Our previous study showed increased cholesterol content in Aibp2-deficient embryos (5). To determine the effect of cholesterol on HSC emergence, apoa1bp2 knockouts or morphants were treated with a cholesterol-lowering drug, atorvastatin. Atorvastatin treatment restored largely runx1 expression (Fig. 1C and fig. S7A–E) and reduced free cholesterol levels in Aibp2-deficient animals (fig. S7B&E). Furthermore, atorvastatin expanded the cmyb⁺kdrl⁺ cells in the DA floor (fig. S7F&G). These results indicate that an effective cholesterol metabolism program orchestrates HSC emergence.

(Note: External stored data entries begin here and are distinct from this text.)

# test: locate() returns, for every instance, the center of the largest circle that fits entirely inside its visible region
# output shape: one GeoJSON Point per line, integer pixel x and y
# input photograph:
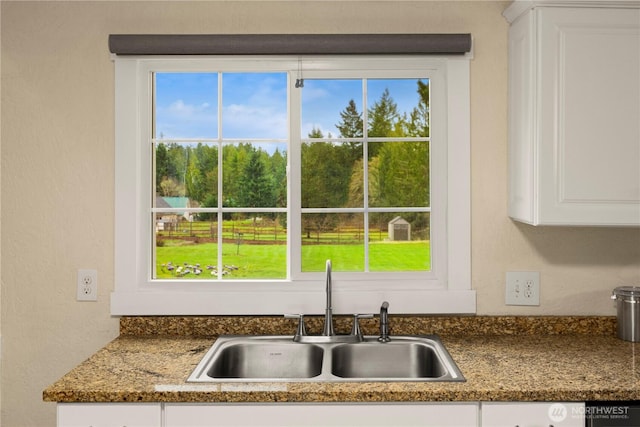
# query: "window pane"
{"type": "Point", "coordinates": [185, 246]}
{"type": "Point", "coordinates": [254, 246]}
{"type": "Point", "coordinates": [186, 105]}
{"type": "Point", "coordinates": [254, 106]}
{"type": "Point", "coordinates": [399, 174]}
{"type": "Point", "coordinates": [398, 108]}
{"type": "Point", "coordinates": [399, 241]}
{"type": "Point", "coordinates": [339, 237]}
{"type": "Point", "coordinates": [186, 175]}
{"type": "Point", "coordinates": [332, 175]}
{"type": "Point", "coordinates": [332, 108]}
{"type": "Point", "coordinates": [254, 175]}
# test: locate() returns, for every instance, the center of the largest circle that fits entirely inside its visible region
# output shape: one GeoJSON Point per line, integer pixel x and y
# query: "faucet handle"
{"type": "Point", "coordinates": [302, 330]}
{"type": "Point", "coordinates": [355, 329]}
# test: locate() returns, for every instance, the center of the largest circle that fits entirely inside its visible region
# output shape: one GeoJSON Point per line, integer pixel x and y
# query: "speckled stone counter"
{"type": "Point", "coordinates": [502, 359]}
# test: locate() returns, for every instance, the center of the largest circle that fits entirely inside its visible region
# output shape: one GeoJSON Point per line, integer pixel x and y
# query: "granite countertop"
{"type": "Point", "coordinates": [502, 359]}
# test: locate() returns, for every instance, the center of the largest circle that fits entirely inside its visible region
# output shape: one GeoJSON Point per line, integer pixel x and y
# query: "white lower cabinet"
{"type": "Point", "coordinates": [507, 414]}
{"type": "Point", "coordinates": [322, 415]}
{"type": "Point", "coordinates": [109, 415]}
{"type": "Point", "coordinates": [463, 414]}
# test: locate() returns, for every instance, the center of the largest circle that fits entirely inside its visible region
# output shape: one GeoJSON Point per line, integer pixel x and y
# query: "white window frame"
{"type": "Point", "coordinates": [445, 289]}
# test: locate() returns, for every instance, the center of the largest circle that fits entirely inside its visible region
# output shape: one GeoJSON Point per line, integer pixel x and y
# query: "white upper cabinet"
{"type": "Point", "coordinates": [574, 113]}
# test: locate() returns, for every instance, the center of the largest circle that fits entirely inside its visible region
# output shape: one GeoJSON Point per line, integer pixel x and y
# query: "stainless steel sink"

Cholesterol synthesis requires the master transcription factor Srebp2 (8), which is produced as an endoplasmic reticulum (ER)-bound precursor. Cholesterol depletion activates Srebp2 via two-step proteolytic cleavages, which releases its N-terminal transcriptional activation domain into the nucleus dictating the expression of genes for cholesterol biosynthesis such as Hmgcr, Srebf2, and cholesterol uptake Ldlr (8). Zebrafish genes srebf1 and srebf2 encode Srebp1 and Srebp2, respectively. Srebp1 is primarily responsible for fatty acid synthesis (8). We generated the double transgenic animal hsp70:Gal4ER^T2; UAS:apoa1bp2–2A-mCerulean3, which expressed untagged Aibp2 upon heat shock with the addition of 4-hydroxy-tamoxifen (4OHT) (Fig. 2A and fig. S8A&B). Srebp2 binds its own promoter and upregulates its mRNA expression (8), measurement of which mirrors its transcriptional activity. Aibp2 deficiency reduced, and 4OHT-induced Aibp2 overexpression increased, srebf2 expression. Whereas srebf1 expression was not changed (Fig. 2B&C and fig. S8C). These results suggest that Aibp2 regulates Srebp2 activity.

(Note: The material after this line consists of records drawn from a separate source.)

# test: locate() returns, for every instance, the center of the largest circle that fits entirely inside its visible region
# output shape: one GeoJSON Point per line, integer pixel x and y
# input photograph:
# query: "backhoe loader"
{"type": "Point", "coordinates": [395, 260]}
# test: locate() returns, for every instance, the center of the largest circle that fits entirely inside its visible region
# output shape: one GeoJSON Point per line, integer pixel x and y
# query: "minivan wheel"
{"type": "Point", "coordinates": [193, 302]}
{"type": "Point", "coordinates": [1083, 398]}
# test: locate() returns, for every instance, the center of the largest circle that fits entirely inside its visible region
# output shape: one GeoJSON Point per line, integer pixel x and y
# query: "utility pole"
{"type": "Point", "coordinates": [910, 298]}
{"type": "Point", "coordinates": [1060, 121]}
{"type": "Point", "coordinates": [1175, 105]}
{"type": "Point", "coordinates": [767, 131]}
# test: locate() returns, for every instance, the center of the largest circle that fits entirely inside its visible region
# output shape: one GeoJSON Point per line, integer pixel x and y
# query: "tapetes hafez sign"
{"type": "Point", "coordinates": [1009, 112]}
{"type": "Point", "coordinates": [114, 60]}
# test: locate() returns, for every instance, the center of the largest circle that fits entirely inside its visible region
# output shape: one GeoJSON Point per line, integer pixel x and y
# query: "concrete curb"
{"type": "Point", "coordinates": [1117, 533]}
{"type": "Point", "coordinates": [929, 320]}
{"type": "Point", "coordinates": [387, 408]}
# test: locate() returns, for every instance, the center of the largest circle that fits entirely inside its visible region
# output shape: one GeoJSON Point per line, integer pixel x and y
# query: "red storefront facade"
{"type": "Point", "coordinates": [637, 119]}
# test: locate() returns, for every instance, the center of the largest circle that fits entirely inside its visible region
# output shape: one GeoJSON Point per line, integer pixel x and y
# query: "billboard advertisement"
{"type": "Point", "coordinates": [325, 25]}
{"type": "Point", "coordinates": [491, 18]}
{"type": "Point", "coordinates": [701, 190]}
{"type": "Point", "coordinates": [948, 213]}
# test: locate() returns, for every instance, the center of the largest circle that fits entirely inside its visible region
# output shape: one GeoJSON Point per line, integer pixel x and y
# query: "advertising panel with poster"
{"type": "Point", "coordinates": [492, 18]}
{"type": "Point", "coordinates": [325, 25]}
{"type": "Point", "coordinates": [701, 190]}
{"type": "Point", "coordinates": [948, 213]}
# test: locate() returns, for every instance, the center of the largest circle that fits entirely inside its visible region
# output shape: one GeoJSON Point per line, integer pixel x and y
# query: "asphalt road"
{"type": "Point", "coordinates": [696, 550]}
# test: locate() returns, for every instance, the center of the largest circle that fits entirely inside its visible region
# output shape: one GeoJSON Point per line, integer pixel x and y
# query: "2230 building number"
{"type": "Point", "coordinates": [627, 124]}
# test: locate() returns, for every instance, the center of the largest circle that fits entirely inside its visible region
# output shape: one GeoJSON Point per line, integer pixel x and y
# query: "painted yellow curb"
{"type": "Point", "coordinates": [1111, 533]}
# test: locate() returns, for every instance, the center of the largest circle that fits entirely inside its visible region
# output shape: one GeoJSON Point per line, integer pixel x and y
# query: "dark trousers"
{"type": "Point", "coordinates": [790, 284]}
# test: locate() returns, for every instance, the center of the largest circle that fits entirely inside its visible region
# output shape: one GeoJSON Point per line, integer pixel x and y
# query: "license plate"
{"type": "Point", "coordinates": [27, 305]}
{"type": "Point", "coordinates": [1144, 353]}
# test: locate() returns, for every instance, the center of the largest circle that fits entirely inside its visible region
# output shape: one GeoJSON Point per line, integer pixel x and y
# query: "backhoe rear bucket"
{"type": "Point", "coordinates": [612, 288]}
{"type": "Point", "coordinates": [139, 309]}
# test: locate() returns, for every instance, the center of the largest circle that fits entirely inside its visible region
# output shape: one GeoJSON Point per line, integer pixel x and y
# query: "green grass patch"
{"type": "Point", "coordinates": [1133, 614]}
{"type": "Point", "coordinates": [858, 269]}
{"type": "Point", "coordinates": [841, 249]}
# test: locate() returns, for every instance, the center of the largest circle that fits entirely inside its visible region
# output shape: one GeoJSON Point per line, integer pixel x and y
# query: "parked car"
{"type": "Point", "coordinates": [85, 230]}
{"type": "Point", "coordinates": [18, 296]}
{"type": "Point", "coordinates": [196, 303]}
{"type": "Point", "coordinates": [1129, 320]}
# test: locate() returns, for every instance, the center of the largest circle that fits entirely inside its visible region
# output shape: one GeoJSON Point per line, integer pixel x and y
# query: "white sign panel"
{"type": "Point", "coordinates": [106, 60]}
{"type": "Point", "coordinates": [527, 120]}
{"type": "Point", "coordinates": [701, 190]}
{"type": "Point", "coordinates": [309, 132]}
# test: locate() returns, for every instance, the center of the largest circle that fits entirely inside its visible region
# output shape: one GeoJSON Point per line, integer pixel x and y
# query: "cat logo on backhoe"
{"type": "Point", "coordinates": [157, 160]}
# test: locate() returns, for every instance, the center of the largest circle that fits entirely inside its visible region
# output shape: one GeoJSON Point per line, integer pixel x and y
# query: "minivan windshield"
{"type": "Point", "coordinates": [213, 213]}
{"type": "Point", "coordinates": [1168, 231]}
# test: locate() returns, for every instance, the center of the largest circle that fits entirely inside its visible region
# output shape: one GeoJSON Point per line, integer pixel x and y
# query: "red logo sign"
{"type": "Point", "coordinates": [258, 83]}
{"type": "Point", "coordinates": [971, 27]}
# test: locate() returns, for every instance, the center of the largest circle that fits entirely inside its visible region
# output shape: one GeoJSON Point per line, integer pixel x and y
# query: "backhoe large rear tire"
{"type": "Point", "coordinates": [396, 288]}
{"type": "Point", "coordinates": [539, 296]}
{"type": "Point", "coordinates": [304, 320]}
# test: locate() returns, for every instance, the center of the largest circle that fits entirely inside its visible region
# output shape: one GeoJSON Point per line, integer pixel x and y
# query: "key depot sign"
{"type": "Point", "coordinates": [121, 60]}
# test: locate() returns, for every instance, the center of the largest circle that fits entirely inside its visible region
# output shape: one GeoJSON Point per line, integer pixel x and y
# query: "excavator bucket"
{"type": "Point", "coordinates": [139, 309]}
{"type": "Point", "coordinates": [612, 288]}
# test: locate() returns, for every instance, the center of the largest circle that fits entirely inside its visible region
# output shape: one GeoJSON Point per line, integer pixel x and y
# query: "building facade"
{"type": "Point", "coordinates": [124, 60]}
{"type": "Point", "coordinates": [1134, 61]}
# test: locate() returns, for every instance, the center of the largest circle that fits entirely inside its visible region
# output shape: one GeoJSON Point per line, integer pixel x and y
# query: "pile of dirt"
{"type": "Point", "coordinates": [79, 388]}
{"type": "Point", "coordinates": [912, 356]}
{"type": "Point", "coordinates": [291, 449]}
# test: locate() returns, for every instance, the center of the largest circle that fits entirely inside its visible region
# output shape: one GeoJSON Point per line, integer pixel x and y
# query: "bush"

Fig. 2. — A. DNA constructs used to make the transgenic zebrafish with heat shock-induced Aibp2 expression. SS: secretion signal. **B-C.** qRT-PCR analyses of *srebf1* and *srebf2* in the AGM regions of Aibp2 overexpression (B) or knockdown zebrafish (C). D. Immunoblots of Srebp2 in HUVECs incubated with or without AIBP/HDL₃ (μg/ml) for 4 hours. **, p<0.01. P: Srebp2 precursor; N: nuclear Srebp2.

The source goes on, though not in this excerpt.